Y Étienne Gilson (1884-1978) enseña en la Universidad de Harvard y en la Universidad de París. Otro filósofo francés e historiador de la filosofía, gran revalidador de la obra de Tomás como en El Tomismo, La filosofía en la Edad Media o en El espíritu de la filosofía medieval.

El notable filósofo alemán neoescolástico Josef Pieper (1904-1997), le dedica a su admirado Tomás de Aquino el estudio biográfico Tomás de Aquino, Vida y obras (1958).  

Y ya en el siglo XXI, John F. Wippel escribe El pensamiento metafísico de Tomás de Aquino (Catholic University of America Press, 2000); Eleonore Stump plasma su valoración del pensamiento tomista en Aquinas (Routledge, 2008). Y Edward C. Feser (1968), filósofo católico estadounidense de la Universidad de Pasadena, California, publica Aquinas: A Beginner’s Guide (Tomás de Aquino: Una Guía para Principiantes, 2009); o en su libro La última superstición: Una refutación del Nuevo Ateísmo, Ediciones CorIesu (2022), argumenta en defensa de la cosmovisión aristotélico-tomista ante el ateísmo del biólogo británico Richard Dawkins.

Pero ahora atendamos a quién es este Santo Tomás de Aquino de tanto ascendiente aún en el presente tecnoglobal y, luego, destacaremos ciertas ideas específicas que señalan su posible actualidad. 

 

Un aristócrata que quería ser sacerdote

Hay que imaginarse a un joven muy gordo, el menor de nueve hermanos que, en 1225, nace en un castillo de Roccasecca, cerca de Aquino, en el Lacio, Italia, en el seno de una familia noble medieval emparentada con el muy singular emperador Federico II de Hohenstaufen. Su formación empieza en la Abadía de Montecassino. Luego, en la Universidad de Nápoles, estudia artes liberales, el paradigma de educación laica de la época (gramática, retórica, lógica, geometría, aritmética, música y astronomía). Aquí empieza su conocimiento de su amado Aristóteles, pero también aflora su vocación religiosa, al amparo de la orden de los dominicos, también conocida como Orden de los Predicadores, que se distinguen por su especial celo en la defensa de la fe católica amenazada por la herejía de los cátaros, en el sur de Francia; un movimiento disidente que tienen adeptos en todos los estamentos de la jerárquica sociedad medieval.

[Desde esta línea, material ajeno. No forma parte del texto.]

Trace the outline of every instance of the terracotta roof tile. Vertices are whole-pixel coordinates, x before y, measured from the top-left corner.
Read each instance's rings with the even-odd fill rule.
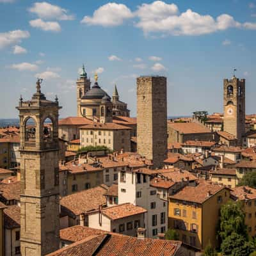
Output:
[[[122,219],[133,215],[141,214],[147,212],[147,210],[132,204],[127,203],[118,204],[110,207],[104,208],[102,214],[112,220]]]
[[[20,227],[20,207],[10,205],[4,209],[4,228],[12,229]]]
[[[256,189],[248,186],[241,186],[232,189],[231,195],[239,200],[256,199]]]
[[[168,123],[168,127],[183,134],[212,133],[211,130],[197,123]]]
[[[225,187],[211,184],[199,184],[195,187],[187,186],[177,194],[170,196],[172,199],[203,204],[212,195],[220,191]],[[210,195],[209,193],[210,192]]]
[[[174,256],[179,254],[180,241],[140,239],[116,234],[90,236],[49,254],[47,256]]]
[[[101,129],[101,130],[131,130],[128,126],[121,125],[115,123],[93,123],[86,125],[81,126],[80,129]]]
[[[62,207],[74,216],[88,212],[99,209],[99,205],[106,205],[104,194],[106,188],[98,186],[72,195],[63,196],[60,200]]]
[[[93,122],[85,117],[69,116],[59,120],[59,125],[84,125]]]

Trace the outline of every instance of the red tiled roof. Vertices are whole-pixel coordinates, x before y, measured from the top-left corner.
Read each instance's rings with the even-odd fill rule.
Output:
[[[225,187],[211,184],[199,184],[195,187],[187,186],[177,193],[170,196],[172,199],[203,204]],[[210,193],[210,194],[209,194]]]
[[[20,207],[10,205],[4,209],[4,228],[12,229],[20,227]]]
[[[168,127],[183,134],[212,133],[210,129],[197,123],[168,123]]]
[[[212,175],[232,175],[232,176],[236,176],[236,169],[228,169],[228,168],[225,168],[225,169],[220,169],[217,170],[216,171],[212,171],[210,172],[210,173]]]
[[[132,204],[126,203],[104,208],[102,214],[112,220],[122,219],[133,215],[141,214],[147,212],[147,210]]]
[[[145,238],[140,239],[117,234],[92,236],[64,247],[47,256],[174,256],[182,242]],[[181,253],[181,252],[180,252]]]
[[[183,147],[191,146],[191,147],[212,147],[216,143],[215,141],[204,141],[198,140],[188,140],[184,143],[182,144]]]
[[[80,127],[80,129],[101,130],[131,130],[128,126],[121,125],[115,123],[93,123]]]
[[[106,205],[104,195],[107,191],[107,188],[101,186],[83,190],[63,196],[60,200],[60,204],[75,216],[88,212],[98,209],[99,205]]]
[[[239,200],[256,199],[256,189],[248,186],[241,186],[232,189],[231,195]]]
[[[93,122],[85,117],[69,116],[59,120],[59,125],[84,125]]]

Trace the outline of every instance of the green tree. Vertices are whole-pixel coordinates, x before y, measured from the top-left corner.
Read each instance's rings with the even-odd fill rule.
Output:
[[[223,240],[221,250],[223,255],[249,256],[254,251],[254,244],[244,236],[232,233]]]
[[[256,172],[253,171],[244,174],[240,180],[238,186],[248,186],[256,188]]]
[[[166,240],[179,240],[179,233],[174,229],[169,228],[165,232],[165,239]]]
[[[244,213],[241,204],[232,201],[221,209],[219,236],[222,241],[232,233],[236,233],[248,240],[247,227],[244,224]]]
[[[209,243],[209,244],[204,249],[203,256],[217,256],[217,255],[218,254],[216,251],[212,247],[211,243]]]

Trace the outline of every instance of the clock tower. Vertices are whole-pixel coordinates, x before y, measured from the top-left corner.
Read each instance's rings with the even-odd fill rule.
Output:
[[[245,79],[235,76],[224,79],[224,131],[237,139],[237,145],[243,145],[245,134]]]

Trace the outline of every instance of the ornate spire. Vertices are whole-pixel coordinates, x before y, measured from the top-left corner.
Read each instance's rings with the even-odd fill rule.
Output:
[[[80,74],[81,77],[87,77],[87,73],[85,72],[84,65],[83,64],[82,72]]]
[[[98,82],[98,74],[97,74],[97,72],[95,72],[95,75],[94,75],[94,79],[95,80],[95,83]]]

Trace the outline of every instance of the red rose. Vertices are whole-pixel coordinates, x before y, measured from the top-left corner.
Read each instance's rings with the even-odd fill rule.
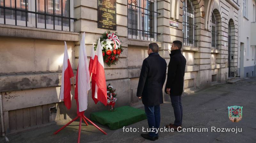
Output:
[[[108,55],[110,55],[111,54],[111,53],[112,53],[112,52],[111,51],[111,50],[108,50],[107,51],[106,54],[107,54]]]
[[[120,49],[118,49],[117,52],[117,54],[118,55],[121,54],[121,50],[120,50]]]

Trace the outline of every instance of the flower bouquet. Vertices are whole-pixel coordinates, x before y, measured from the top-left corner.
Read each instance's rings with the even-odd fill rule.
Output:
[[[118,61],[118,58],[123,52],[121,41],[117,37],[117,33],[115,34],[107,31],[103,33],[100,38],[100,41],[102,47],[103,60],[109,66],[115,65]],[[94,45],[96,50],[98,45],[98,41]]]
[[[111,106],[110,111],[115,111],[115,105],[116,104],[116,102],[117,100],[116,97],[116,94],[115,93],[116,89],[113,88],[113,87],[111,86],[110,83],[108,85],[107,87],[107,93],[108,95],[108,99],[107,100],[107,103],[108,105]]]

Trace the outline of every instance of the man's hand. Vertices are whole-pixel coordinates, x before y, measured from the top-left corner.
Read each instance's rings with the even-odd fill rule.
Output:
[[[170,95],[170,90],[171,90],[171,89],[169,89],[168,88],[166,89],[166,92],[167,92],[167,94],[169,94],[169,95]]]

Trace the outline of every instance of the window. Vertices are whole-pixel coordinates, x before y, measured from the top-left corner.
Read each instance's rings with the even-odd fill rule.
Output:
[[[247,8],[248,6],[248,0],[243,0],[243,13],[244,16],[247,18],[248,15],[248,9]]]
[[[249,48],[249,38],[247,37],[247,40],[246,40],[246,58],[247,59],[249,59],[249,53],[250,53],[250,48]]]
[[[217,75],[212,75],[212,82],[217,81]]]
[[[196,46],[196,17],[190,0],[183,3],[183,43],[185,45]]]
[[[218,49],[219,39],[219,17],[218,11],[213,11],[212,14],[212,48]]]
[[[128,0],[128,38],[157,41],[156,0]]]
[[[53,9],[53,0],[49,0],[48,1],[48,8],[49,9]],[[55,0],[55,10],[57,11],[60,10],[60,0]]]
[[[0,0],[0,24],[73,31],[72,1]]]

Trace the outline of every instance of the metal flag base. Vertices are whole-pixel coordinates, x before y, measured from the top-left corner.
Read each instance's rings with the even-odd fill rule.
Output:
[[[53,134],[56,134],[59,132],[60,131],[62,130],[63,129],[65,128],[65,127],[68,126],[71,124],[71,123],[73,122],[74,121],[75,121],[78,118],[80,118],[80,121],[79,123],[79,129],[78,130],[78,138],[77,139],[77,143],[79,143],[80,142],[80,134],[81,132],[81,127],[82,126],[82,118],[84,120],[84,121],[85,123],[85,124],[86,124],[86,125],[88,125],[88,123],[87,123],[87,122],[86,121],[86,120],[87,120],[88,122],[89,122],[90,123],[92,124],[92,125],[93,125],[95,127],[96,127],[97,129],[98,129],[99,130],[101,131],[103,133],[105,134],[107,134],[107,133],[104,132],[103,130],[100,128],[97,125],[95,125],[94,123],[92,122],[92,121],[91,120],[89,120],[88,118],[87,118],[84,114],[83,113],[82,115],[81,115],[80,116],[76,116],[76,117],[74,119],[72,120],[71,121],[68,122],[68,124],[65,125],[64,126],[62,127],[60,129],[56,131],[56,132],[53,133]]]

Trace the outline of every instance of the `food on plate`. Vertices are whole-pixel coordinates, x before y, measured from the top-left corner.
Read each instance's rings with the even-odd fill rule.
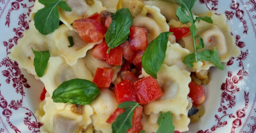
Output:
[[[9,54],[44,85],[41,132],[188,131],[209,69],[239,54],[225,15],[195,0],[47,2]]]

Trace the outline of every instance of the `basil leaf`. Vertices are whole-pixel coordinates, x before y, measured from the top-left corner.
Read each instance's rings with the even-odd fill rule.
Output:
[[[110,49],[117,47],[128,38],[130,27],[132,24],[132,15],[128,8],[122,8],[116,11],[113,20],[107,31],[105,38]]]
[[[38,52],[35,51],[32,47],[31,49],[35,54],[34,65],[36,73],[37,76],[42,77],[47,67],[48,60],[50,57],[49,51]]]
[[[169,111],[163,113],[160,113],[157,121],[159,127],[156,133],[173,133],[174,126],[172,124],[172,116]]]
[[[68,47],[70,47],[74,45],[74,42],[73,41],[73,37],[72,36],[69,36],[68,37],[68,41],[69,42],[70,45],[68,46]]]
[[[117,108],[123,108],[125,111],[118,116],[116,121],[112,123],[113,133],[125,133],[132,127],[134,111],[137,107],[140,106],[138,102],[125,102],[120,103]]]
[[[196,36],[196,37],[199,39],[199,45],[196,46],[196,50],[204,48],[204,40],[199,35]]]
[[[191,16],[188,16],[185,10],[179,6],[177,9],[176,16],[179,20],[183,24],[187,24],[188,22],[193,22],[193,18]]]
[[[146,133],[146,132],[145,132],[145,130],[141,130],[140,133]]]
[[[61,84],[52,93],[52,99],[56,102],[87,104],[100,94],[97,86],[87,80],[75,79]]]
[[[35,14],[35,26],[39,32],[47,35],[59,27],[60,15],[57,7],[68,11],[71,11],[71,9],[62,0],[39,0],[38,1],[45,6]]]
[[[213,63],[220,70],[224,70],[224,66],[220,61],[220,58],[219,55],[218,51],[216,49],[216,47],[213,47],[213,54],[210,59],[210,61]]]
[[[170,32],[160,33],[148,45],[142,55],[141,62],[143,69],[155,79],[157,78],[157,73],[165,57],[168,37],[172,33]]]

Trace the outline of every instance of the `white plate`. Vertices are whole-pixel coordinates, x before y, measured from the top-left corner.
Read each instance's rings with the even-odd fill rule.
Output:
[[[7,55],[29,28],[35,0],[0,0],[0,133],[40,132],[35,116],[43,85],[19,68]],[[256,2],[254,0],[198,0],[194,11],[225,13],[241,55],[212,68],[206,86],[205,114],[188,132],[254,132],[256,129]],[[33,36],[31,37],[33,38]],[[20,55],[22,56],[22,55]]]

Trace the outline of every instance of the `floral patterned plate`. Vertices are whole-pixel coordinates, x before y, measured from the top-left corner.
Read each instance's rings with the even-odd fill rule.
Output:
[[[42,125],[35,114],[43,85],[7,56],[29,28],[28,16],[35,1],[0,0],[0,133],[40,132]],[[205,87],[205,114],[199,122],[190,124],[188,132],[254,132],[256,2],[199,0],[194,9],[225,13],[241,54],[225,63],[223,71],[211,68],[212,80]]]

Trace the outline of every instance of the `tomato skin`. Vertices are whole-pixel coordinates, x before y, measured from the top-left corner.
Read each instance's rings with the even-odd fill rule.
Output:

Su familia lo secuestra para retenerlo. Es tozudo, no desiste. Su estirpe aristocrática le promete protección y el orgullo de una genealogía privilegiada. Pero él se impone: no quiere ser aristócrata, solo sacerdote. Sus hermanos de fe lo apodan el “buey mudo” por su poco hablar. Sin embargo, el lacónico Tomás se expresa por su profusa palabra escrita, o por sus futuras lecciones universitarias, y sus sermones desde el púlpito de predicador.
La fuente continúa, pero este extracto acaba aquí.